Part 1: Getting the interactions and relationships right
At first, it was important to consider the interactions among various entities in the system and how they are related and affect the database query. Interactions between various relations is important in designing queries. For example, if we want to access first_name of a author, we have to look for it in users table, rather than authors table. So, the interactions are very important in this system.
Part 2: Designing the syntax
This part is only concerned with design of the query and its syntax, once the syntax is finalized, then we can move onto the next part. The syntax is totally dependent upon the user. The syntax can be changed as per the user needs and requirements.
Part 3: Getting to link Part 1 and Part 2
Once, the syntax and interactions are finalized and planned, then the linking of syntax and relationships must be performed. For example, when the attribute “first_name” occurs in the post, then the system, must automatically JOIN users table with authors table.
Part 4: Leave the rest to the Query Helper tool
The Query Helper tool, takes the syntax of the system as well as the user input as the input, and it generates necessary a valid inputs at that point of time. It is similar to the Autocomplete features present in various IDEs.
Rather than just being a way to generate SQL queries, I think it can be coupled with modern web technologies to create a better tool, which helps the user to create queries, without referring to any documentation or looking at the confusing syntax state diagrams. Once, the metadata files have been generated, they can also be given to a AJAX – based search system and assist the user to generate valid queries, without having to remember the details of the syntax.
To develop a robust system, which makes generating SQL queries simpler for the end-user and which doesnot require him/her to remember the exact relationships between the various tables. The system can be condensed to form a tool, which on providing the syntax and entities automatically generates the metadata files and once these files are provided to the algorithm, the query system is good to go.
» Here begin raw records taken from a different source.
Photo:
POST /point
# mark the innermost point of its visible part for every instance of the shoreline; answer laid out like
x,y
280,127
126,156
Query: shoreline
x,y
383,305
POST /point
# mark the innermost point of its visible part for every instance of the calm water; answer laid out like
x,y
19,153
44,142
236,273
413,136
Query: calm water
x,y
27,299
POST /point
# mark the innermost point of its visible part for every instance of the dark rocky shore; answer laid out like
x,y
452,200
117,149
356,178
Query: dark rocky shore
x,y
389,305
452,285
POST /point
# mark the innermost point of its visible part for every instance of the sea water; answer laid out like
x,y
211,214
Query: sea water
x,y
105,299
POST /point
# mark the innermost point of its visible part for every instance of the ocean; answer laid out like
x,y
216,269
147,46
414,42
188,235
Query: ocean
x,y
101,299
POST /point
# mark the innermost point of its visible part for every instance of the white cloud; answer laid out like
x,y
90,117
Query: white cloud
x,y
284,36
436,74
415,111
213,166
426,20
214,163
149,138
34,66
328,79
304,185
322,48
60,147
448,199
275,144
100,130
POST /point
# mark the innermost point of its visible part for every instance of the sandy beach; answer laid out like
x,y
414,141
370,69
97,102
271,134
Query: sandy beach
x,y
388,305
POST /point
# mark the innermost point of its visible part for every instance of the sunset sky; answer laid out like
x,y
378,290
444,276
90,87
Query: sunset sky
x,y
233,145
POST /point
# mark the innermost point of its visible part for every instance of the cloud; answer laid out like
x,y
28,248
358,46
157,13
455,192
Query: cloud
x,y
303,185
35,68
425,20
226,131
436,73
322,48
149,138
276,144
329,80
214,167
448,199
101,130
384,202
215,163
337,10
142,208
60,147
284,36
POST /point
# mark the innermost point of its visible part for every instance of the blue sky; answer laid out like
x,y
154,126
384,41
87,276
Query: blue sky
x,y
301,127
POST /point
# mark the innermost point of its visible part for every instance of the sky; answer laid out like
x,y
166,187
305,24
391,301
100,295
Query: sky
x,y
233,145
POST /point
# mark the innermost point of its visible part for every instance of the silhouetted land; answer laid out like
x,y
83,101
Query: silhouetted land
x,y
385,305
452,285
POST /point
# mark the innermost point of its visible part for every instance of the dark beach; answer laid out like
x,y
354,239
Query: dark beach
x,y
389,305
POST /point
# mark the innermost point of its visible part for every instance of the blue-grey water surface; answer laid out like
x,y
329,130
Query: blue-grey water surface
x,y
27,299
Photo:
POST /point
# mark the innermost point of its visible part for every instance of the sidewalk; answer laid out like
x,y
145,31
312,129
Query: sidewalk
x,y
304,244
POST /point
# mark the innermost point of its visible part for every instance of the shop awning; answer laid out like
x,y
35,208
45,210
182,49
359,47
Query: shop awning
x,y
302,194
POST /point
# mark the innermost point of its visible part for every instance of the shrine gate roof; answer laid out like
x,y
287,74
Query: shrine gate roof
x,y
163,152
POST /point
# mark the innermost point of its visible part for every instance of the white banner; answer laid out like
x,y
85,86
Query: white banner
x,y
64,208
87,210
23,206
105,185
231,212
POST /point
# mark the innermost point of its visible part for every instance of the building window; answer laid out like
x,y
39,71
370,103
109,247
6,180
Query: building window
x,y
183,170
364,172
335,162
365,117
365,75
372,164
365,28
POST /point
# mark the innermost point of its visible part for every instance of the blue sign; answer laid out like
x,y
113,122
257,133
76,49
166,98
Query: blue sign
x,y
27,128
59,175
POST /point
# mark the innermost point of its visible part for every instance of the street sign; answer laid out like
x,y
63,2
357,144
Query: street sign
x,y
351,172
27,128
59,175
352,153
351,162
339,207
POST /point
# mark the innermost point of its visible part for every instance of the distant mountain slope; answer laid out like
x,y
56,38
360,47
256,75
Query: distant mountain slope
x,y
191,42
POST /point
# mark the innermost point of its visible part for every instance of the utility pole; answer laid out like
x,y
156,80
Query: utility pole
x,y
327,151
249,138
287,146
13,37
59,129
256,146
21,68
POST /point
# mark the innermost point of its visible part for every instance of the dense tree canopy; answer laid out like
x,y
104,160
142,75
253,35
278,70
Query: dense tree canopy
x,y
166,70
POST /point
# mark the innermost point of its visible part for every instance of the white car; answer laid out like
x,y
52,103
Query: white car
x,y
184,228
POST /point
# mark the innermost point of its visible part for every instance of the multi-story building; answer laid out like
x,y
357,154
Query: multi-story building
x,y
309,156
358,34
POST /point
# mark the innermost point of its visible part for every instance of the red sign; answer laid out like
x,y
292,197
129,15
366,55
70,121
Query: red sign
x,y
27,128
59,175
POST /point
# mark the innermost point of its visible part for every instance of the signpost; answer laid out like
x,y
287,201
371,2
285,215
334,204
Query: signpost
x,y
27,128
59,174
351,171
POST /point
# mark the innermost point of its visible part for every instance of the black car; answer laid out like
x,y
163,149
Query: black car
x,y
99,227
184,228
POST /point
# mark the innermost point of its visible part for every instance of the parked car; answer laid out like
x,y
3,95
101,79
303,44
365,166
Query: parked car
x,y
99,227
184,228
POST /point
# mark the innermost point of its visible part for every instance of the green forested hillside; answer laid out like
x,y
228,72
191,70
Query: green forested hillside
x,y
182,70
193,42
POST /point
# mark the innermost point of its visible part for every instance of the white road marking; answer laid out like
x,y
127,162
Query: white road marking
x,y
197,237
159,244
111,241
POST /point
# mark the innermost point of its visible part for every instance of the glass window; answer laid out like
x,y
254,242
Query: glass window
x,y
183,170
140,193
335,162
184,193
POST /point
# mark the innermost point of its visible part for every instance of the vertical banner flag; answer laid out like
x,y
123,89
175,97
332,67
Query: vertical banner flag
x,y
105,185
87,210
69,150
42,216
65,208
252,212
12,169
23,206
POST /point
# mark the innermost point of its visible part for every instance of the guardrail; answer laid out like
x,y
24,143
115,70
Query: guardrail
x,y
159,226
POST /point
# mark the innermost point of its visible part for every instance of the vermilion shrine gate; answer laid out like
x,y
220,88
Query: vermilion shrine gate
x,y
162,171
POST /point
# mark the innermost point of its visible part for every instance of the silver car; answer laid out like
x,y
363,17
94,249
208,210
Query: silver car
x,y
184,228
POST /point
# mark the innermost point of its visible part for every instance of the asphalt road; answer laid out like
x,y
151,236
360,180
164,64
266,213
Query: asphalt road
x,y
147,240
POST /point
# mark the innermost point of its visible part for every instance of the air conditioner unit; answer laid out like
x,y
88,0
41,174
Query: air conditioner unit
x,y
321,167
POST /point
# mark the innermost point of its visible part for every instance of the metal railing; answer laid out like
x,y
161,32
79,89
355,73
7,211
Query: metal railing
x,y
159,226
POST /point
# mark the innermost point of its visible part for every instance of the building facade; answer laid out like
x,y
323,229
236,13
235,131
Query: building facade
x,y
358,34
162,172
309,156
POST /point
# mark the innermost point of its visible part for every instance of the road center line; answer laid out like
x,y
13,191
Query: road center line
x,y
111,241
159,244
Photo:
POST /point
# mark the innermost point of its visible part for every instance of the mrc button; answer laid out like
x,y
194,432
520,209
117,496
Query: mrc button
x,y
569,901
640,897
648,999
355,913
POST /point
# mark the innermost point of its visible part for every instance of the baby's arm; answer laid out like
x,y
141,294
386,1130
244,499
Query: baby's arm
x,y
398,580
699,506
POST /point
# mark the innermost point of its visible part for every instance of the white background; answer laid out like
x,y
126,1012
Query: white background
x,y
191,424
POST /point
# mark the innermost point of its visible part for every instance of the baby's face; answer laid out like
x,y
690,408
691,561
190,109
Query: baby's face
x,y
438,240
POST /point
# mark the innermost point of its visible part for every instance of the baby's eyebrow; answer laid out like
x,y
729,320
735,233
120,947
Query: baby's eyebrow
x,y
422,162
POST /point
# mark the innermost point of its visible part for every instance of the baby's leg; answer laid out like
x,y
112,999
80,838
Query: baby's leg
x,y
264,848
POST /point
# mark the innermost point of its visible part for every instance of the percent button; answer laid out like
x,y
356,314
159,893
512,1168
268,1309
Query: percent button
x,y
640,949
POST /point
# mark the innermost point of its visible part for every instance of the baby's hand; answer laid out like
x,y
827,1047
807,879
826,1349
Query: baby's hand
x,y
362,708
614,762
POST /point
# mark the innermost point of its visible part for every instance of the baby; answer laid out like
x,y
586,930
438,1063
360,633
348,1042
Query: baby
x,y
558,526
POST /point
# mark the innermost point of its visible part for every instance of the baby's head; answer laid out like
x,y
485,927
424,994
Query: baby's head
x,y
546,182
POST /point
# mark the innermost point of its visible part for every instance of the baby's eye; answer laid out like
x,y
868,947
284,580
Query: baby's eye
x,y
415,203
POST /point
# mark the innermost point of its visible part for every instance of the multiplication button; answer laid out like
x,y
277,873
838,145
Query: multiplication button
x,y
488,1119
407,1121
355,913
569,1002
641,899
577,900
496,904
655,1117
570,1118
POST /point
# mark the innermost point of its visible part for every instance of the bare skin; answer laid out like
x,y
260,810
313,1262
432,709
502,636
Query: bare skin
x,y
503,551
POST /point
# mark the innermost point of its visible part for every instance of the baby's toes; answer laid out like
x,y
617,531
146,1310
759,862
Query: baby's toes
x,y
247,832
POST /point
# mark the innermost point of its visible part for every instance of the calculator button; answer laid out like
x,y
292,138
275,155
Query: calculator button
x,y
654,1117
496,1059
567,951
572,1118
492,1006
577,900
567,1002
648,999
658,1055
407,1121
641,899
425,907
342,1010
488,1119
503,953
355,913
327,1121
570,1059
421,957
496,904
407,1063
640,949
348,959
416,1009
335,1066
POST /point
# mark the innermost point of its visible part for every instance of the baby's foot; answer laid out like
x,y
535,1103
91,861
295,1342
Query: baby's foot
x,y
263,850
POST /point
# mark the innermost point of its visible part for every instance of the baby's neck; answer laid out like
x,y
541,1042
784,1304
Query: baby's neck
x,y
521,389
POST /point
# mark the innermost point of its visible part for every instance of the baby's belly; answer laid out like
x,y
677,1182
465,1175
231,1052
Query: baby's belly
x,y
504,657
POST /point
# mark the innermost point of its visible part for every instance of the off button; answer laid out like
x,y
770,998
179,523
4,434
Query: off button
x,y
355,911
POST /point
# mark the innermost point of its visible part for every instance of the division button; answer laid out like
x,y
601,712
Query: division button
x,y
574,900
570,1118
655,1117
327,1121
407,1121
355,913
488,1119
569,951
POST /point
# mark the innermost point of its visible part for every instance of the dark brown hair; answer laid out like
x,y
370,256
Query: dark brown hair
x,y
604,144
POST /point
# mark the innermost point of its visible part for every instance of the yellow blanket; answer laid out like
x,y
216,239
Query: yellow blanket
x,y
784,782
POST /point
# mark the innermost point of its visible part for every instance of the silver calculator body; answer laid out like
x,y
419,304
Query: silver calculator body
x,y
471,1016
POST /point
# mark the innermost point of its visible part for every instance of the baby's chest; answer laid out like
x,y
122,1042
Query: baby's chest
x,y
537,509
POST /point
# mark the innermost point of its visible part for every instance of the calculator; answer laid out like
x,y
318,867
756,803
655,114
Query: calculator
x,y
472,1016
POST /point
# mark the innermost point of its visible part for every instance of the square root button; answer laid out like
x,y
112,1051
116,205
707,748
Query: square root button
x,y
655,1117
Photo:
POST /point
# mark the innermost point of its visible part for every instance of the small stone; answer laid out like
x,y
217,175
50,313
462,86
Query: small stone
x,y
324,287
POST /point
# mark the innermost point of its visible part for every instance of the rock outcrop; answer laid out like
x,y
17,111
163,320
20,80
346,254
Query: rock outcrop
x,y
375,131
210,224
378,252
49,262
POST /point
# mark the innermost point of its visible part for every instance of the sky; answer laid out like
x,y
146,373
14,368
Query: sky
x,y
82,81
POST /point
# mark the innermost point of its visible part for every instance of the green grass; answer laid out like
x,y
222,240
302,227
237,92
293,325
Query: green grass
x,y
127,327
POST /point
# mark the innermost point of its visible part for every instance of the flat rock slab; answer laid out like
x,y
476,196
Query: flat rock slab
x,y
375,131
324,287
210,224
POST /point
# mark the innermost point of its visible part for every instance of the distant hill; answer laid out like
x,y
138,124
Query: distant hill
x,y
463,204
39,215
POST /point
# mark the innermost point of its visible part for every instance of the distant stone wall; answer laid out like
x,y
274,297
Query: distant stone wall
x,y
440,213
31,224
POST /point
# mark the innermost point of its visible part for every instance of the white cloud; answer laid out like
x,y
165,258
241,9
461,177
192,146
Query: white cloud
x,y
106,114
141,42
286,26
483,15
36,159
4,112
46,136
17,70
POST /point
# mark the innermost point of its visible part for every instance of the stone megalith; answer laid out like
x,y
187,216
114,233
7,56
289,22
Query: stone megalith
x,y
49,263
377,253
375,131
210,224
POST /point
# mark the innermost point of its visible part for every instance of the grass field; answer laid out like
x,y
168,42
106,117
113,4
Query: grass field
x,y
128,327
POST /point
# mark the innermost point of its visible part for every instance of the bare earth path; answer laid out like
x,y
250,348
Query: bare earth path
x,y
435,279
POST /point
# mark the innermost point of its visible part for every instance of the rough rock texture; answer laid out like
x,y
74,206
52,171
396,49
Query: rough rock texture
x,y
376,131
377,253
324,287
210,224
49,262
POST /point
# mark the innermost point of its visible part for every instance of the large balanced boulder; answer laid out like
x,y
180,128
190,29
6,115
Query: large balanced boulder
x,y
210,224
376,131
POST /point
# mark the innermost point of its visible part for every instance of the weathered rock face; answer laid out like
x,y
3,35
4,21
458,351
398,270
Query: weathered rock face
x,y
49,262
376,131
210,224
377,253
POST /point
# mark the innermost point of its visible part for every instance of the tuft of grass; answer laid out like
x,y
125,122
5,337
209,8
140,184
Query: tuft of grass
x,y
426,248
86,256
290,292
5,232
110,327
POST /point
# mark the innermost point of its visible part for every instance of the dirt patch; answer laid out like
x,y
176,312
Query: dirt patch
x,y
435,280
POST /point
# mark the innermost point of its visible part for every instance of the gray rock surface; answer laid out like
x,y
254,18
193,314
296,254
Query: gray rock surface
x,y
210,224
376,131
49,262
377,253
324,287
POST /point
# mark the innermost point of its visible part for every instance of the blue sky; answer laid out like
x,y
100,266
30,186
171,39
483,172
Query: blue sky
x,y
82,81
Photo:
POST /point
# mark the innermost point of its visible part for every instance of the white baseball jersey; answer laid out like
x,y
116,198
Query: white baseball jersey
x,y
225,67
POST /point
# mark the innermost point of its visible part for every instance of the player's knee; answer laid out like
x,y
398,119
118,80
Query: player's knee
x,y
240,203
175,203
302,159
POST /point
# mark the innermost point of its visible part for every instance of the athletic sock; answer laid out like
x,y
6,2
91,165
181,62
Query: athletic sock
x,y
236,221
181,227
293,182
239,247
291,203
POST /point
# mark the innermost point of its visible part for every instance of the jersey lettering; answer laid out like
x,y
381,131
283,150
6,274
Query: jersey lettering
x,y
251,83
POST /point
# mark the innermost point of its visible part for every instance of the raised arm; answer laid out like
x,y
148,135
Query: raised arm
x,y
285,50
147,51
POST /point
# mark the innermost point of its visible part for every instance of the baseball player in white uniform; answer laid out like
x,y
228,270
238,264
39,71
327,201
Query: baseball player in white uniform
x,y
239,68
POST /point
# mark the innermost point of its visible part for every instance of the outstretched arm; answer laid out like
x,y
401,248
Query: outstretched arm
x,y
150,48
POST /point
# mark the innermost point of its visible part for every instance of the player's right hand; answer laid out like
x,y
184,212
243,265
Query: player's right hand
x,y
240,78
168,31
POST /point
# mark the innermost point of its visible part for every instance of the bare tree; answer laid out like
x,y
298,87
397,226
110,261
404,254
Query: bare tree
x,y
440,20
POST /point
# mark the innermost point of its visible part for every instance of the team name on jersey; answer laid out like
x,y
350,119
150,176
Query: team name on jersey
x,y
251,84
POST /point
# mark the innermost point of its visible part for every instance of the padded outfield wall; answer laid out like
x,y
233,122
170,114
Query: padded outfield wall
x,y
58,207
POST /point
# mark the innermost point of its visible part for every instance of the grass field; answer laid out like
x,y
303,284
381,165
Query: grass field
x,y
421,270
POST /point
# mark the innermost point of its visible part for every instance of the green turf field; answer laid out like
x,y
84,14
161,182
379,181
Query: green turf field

Also, a tool can be made to which can assist the user to generate queries, with the help of which the user can skip the loads of documentation or syntax provided.
It can extend the capabilities of the SQL queries to perform various operations which are not possible in SQL, but are highly required in report generation. With the help of some post-processing.
I envision the file formats and the method to become a standard for such systems and hence, become, generic in nature.
- Uses Finite State Model, so it is all about transitions and hence fast
- If the system changes, only the new metadata files have to be served to the algorithm
- Supports augmented attributes, i.e, “name” can be replaced by “first_name” and “last_name”
- Supports Null Transitions
- The syntax can be customized depending upon the user
- Supports multiple linked tables
If the system, goes to a state multiple times, it would have same conditions added multiple times.
Solution: This has been taken care of by developing a query builder class, which ignores repetition of same attribute or condition in either of the clauses
Ambiguity between same named attributes of various relations.
Solution: Just like in SQL, once a transition is made from a main state, all the attributes and conditions given by the user are replaced by their complete names, i.e., relation_name.attribute_name
Usage of aggregate functions
Usage with tables which are designed as key/value pairs
apart from these, there maybe various other pitfalls, which may have not been thought upon. Yes, but I think all of these can be tackled.
Thank you folks, that was all. Any more suggestions are welcome to help make it a better system (can also someone suggest me a better title or a codename, it is still anonymous)